Is Maple Syrup A Healthier Alternative To Sugar?

Maple syrup goes well with waffles, pancakes, banana bread, and other desserts, but you can also add it to savory dishes, such as baked beans and casseroles. Some people even use it as a sugar substitute in coffee, tea, or candied nuts. 

Penn State University explains that this delicious treat comes from Acer saccharum, or hard maple, a tree that grows in Canada and some parts of the U.S. Producers extract sap from maple trees and boil it to obtain a concentrated liquid. After that, they filter it to remove impurities and then pour it into containers while still hot. The end product is about 66.9% sugar by weight and contains just as much calcium as whole milk, according to the U.S. Department of Agriculture (USDA). A teaspoon of pure maple syrup has only 50 calories and large doses of niacin, biotin, iron, phosphorus, manganese, and amino acids.

The USDA says that maple syrup is an organic product, meaning it doesn't contain additives, preservatives, or other chemicals. However, not all maple syrup is certified organic, explains Baird Farm. To get organic certification, producers must follow specific practices when tapping the trees, boiling the sap, and processing the syrup. For this reason and others, pure maple syrup comes with a higher price tag than sugar or even honey. But is it really that healthy? Let's find out.

Should you replace sugar with pure maple syrup?

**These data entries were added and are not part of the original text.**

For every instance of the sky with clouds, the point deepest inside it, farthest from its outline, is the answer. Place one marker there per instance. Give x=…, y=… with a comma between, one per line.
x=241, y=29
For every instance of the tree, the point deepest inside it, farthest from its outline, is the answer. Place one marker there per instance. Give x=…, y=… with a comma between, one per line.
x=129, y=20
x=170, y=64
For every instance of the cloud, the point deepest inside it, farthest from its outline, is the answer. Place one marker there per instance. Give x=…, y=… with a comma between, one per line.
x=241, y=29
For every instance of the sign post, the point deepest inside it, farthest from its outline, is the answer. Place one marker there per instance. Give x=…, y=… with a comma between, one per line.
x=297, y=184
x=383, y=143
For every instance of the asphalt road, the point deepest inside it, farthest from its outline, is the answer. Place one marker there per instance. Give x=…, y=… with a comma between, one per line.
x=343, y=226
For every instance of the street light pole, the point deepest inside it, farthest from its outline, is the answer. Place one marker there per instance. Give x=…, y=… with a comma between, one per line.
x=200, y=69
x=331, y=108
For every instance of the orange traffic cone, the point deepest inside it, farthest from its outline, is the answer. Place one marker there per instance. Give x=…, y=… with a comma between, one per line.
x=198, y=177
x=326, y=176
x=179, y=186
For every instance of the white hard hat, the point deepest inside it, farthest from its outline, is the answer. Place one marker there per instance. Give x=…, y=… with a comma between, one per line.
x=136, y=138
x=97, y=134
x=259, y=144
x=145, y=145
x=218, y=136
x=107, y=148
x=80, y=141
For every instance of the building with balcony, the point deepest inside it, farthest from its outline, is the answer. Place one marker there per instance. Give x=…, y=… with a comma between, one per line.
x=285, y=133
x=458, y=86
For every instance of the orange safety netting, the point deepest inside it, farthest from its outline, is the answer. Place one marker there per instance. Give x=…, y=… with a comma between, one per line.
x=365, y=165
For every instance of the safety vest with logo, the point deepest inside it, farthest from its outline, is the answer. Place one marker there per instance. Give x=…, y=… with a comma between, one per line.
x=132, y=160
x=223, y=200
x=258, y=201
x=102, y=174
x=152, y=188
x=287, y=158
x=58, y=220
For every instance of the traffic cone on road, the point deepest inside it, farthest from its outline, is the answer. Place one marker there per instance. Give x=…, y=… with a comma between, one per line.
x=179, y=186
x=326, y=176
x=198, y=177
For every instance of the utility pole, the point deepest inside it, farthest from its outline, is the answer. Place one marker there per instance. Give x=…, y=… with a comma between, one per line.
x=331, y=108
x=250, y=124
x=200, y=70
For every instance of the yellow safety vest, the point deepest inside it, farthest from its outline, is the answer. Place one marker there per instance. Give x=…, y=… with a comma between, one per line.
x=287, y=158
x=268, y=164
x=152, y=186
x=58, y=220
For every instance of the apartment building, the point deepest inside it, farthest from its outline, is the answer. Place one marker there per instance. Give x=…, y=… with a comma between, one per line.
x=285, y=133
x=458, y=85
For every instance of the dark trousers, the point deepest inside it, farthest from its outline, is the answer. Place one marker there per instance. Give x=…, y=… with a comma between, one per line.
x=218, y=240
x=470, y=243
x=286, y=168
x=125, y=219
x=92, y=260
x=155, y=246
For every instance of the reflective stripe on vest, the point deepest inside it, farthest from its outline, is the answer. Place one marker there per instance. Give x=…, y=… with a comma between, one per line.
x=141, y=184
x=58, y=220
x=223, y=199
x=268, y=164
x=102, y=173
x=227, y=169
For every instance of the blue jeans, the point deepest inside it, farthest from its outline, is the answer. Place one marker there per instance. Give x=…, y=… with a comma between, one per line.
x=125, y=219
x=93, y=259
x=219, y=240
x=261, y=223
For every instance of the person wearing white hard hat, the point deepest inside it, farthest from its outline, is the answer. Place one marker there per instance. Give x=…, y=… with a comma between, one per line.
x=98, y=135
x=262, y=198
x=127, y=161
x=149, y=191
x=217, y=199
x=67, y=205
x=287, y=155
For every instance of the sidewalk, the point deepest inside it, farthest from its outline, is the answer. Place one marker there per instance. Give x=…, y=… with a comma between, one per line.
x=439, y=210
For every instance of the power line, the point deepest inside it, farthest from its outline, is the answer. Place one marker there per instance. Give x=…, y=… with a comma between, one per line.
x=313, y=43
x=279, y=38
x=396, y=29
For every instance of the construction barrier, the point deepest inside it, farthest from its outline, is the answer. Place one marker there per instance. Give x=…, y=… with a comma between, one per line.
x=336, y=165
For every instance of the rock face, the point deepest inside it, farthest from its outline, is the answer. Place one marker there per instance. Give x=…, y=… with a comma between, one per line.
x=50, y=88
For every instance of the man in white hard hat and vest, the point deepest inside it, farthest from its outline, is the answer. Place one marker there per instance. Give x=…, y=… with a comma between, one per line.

Along with stevia and honey, maple syrup is one of the few natural sweeteners on the market. Its nutritional value depends on the brand, but you'll likely get about 220 calories and 54 grams of carbs — including 53 grams of sugar — per quarter cup, according to Maple From Canada. This sweet treat is also rich in coumarin, lignans, and other polyphenols, a class of antioxidants that may suppress inflammation and protect against cancer, suggests a 2014 review published in the Journal of Agricultural and Food Chemistry.

Pure maple syrup is about 52% to 76% sucrose, the primary carbohydrate in table sugar, but it also contains fructose and glucose (per Food Research International). Its glycemic index (GI) is around 54, whereas table sugar has a GI of 58, says Bascom Maple Farms. Therefore, maple syrup will still raise your blood sugar pretty quickly and may not be the best choice for those with diabetes.

The product is slightly healthier than table sugar, but its high sucrose content may negate any potential benefits. "It is confusing, but the easiest way to think about it is that maple syrup is sugar, so it counts toward your daily intake of added sugars, but it doesn't contain added sugars," nutritionist Amy Keating told Consumer Reports. Your best bet is to consume maple syrup in moderation. Don't think of it as a substitute for sugar, but rather as a sweet treat you can enjoy every now and then.